Last November, Florida voters overwhelmingly passed Amendment 4 which restored voting rights to felons who had served out their sentences. There were no qualifiers in the amendment language other than excluding those convicted of murder or violent sex crimes, and when it went into effect in January, it had the desired result: a lot of people who had been denied the right to vote began to register.
Well, the Republican-dominated state legislature couldn’t let that happen, now could they? After losing challenges to the amendment itself before the election, they decided to come up with qualifiers of their own.
The bill could disenfranchise more than half a million Floridians who have not completed restitution payments. (More than 80 percent of fines levied by courts in Florida from 2014 to 2018 had “minimal collections expectations,” according to the Clerk of Courts association, because defendants were too poor to pay them off.) Those with past felony convictions who have completed probation and parole began registering to vote in January, when Amendment 4 went into effect, and voter registration numbers have more than doubled from the same period four years ago. Now that could all come to a halt. “This is clearly an effort to undermine the will of the voters,” says Micah Kubic, executive director of the ACLU of Florida. “We are creating a two-tiered system and saying how much money you have can determine whether you can vote.”
It’s not just in Florida, either.
The move to gut Amendment 4 is part of a broader effort by Republican-controlled states to restrict access to the ballot after voters approved ballot initiatives in November’s midterm elections to expand voting rights and elected Democrats who supported policies like automatic voter registration and felon reenfranchisement. “There is an uptick in activity around measures to restrict voting access,” the Brennan Center for Justice states in a new report, with 19 bills restricting voting access moving through state legislatures in 10 states.

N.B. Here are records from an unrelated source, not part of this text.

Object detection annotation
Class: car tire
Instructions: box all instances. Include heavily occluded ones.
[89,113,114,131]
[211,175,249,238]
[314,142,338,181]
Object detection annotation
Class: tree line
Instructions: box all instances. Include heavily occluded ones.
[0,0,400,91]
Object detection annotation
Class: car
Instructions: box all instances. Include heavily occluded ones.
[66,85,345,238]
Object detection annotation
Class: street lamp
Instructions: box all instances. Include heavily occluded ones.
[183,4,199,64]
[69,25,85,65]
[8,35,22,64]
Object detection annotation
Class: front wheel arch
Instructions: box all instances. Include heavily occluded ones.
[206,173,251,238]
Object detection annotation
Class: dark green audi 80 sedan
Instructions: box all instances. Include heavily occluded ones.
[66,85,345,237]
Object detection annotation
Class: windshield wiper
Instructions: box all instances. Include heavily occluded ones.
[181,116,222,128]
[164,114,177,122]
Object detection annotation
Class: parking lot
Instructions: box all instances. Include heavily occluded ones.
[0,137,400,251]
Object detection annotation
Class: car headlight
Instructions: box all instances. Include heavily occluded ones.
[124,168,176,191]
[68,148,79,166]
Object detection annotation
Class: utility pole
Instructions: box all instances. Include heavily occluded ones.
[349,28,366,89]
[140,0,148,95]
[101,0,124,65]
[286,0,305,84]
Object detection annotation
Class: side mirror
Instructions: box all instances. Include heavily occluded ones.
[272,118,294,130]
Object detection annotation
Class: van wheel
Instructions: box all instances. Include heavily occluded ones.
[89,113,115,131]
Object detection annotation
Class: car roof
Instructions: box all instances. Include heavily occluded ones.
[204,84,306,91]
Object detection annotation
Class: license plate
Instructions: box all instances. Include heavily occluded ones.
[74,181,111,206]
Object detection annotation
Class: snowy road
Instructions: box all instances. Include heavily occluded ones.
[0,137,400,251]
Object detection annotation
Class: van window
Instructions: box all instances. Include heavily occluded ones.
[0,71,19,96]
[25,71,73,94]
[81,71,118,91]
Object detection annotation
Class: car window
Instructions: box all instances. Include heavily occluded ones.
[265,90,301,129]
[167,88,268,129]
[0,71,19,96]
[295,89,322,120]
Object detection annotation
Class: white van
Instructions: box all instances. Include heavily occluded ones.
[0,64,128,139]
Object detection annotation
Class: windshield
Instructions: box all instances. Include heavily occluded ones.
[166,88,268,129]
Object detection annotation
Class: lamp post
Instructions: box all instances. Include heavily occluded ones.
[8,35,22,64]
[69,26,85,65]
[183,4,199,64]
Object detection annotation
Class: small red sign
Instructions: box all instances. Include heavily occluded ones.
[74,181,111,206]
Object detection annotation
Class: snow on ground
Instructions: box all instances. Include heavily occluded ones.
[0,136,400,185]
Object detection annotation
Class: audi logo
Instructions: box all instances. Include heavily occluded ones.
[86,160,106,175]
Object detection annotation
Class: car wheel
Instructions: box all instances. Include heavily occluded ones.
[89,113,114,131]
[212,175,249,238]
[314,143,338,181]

Tennessee Gov. Bill Lee signed a bill on Thursday that could curtail voter registration drives by imposing fines of up to $10,000 on groups that submit incomplete registration forms, even though they’re required by state law to hand in any registration forms they collect. The law imposes additional requirements on registration groups, such as mandatory state training and limited time windows to submit registrations, and failure to meet these requirements is punishable by jail time. Civil rights groups allege that the law is an effort to disenfranchise black voters after the Tennessee Black Voter Project registered 90,000 African Americans ahead of the 2018 election. Shortly after Lee signed the measure into law, the Tennessee chapter of the NAACP and other civil rights groups filed suit against state officials to challenge it.
The Texas state senate passed a similar bill, which would make it a felony—punishable by jail time—for a voter to provide false information on a voter registration form or cast a ballot when the person is ineligible to vote, even if it’s an honest mistake and the ballot is not counted. The Texas House of Representatives is now considering the bill.
I fully expect the Florida law to be challenged in court, but it’s obvious that the Republicans in Tallahassee and other state capitals where they are beginning to find themselves in a bind for their blatant rigging of the system: both Michigan and Ohio’s congressional districts that were gerrymandered within an inch of their lives by GOP legislatures have been tossed out by the courts. (In a fitting bit of irony, an Ohio legislator who is a defendant in the case complained that this ruling is politically motivated and will only help Democrats win elections.)
This is just more evidence to add to the steaming pile already accumulated on the stable floor that the only way Republicans can truly win an election — even after they lose — is by cheating and changing the rules.